Cross-cutting these research questions are a series of other thematic questions that assess differences in respondents’ experiences and views across different socio-economic groups that include different occupational categories, age cohorts, genders, ethnicity, adults with or without children, contractual status, etc.. These questions include:

  1. Which groups of workers were hardest hit by Covid-19 work arrangements
  2. Who benefitted from homeworking?
  3. How do preferences for work location vary across the different categories of workers?
  4. How secure are workers in their jobs? Are young workers more exposed to insecure and precarious forms of employment? Are new forms of ‘precarity’ emerging across different cohorts of non-permanent workers, including those who identify work opportunities via digital platforms, so-called ‘gig workers’.
  5. Which workers demonstrate more attachment to unions and see benefits in union representation?
  6. In addition we examine the job quality and experiences of those who work from home and those employed in essential front-line services and who had to ‘go into’ work.

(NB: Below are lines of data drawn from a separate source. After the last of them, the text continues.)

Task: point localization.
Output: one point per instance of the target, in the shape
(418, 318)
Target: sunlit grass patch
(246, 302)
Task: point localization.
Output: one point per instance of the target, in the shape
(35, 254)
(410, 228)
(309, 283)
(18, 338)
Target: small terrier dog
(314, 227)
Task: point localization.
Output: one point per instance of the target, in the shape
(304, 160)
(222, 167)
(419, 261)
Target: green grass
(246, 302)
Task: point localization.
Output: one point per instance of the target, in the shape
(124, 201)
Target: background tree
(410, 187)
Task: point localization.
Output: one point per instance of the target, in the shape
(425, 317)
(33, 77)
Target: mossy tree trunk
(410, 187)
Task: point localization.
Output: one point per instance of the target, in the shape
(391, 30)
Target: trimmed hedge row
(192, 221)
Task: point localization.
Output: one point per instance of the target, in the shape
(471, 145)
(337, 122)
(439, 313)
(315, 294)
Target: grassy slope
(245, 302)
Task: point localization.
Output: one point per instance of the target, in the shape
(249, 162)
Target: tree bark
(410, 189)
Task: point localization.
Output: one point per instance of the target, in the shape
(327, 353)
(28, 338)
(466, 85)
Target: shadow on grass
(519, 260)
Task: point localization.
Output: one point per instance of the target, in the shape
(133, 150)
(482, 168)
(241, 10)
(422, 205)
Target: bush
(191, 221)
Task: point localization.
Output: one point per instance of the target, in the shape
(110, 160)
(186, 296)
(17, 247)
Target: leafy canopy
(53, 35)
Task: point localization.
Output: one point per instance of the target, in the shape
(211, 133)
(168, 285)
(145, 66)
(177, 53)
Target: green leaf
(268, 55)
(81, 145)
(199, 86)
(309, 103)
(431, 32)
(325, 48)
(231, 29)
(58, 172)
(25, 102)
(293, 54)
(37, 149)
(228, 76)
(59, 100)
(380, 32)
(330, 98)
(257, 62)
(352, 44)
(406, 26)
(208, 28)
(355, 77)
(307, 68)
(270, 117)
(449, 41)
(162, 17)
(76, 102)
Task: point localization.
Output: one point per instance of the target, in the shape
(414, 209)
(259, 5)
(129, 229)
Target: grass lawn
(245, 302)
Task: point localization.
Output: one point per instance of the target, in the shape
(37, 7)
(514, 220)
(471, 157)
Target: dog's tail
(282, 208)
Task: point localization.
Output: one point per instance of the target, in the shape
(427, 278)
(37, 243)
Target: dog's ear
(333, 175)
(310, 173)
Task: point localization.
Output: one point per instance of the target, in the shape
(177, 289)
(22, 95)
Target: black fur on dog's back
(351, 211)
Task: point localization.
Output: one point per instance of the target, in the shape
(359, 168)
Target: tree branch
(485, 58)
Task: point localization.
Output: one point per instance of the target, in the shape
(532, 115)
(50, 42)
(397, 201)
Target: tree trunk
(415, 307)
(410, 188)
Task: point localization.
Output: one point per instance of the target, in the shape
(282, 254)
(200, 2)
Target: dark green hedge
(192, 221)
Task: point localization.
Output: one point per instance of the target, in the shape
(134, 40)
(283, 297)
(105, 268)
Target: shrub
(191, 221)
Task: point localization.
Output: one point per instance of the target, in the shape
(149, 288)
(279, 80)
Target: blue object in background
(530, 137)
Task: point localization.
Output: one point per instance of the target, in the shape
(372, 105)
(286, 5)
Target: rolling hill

THIS RESEARCH IS IMPORTANT

Covid-19 turned our economy and our working and private lives up-side down. To date its effects on people’s job quality and well-being have not been examined in Ireland. The WIIS 2021 is the first and only comprehensive study to examine these important questions. It is a benchmark study that will not only permit us to assess the effects of the pandemic on working people in Ireland, but it will also provide a scientifically robust point of reference for future studies.

This is important as it will allow us to provide points of comparison over time so that we might better monitor movements in job quality and identify its drivers.

Such data are of profound importance if we are to be in a position to make any credible statements about the ‘future of work’ in Ireland.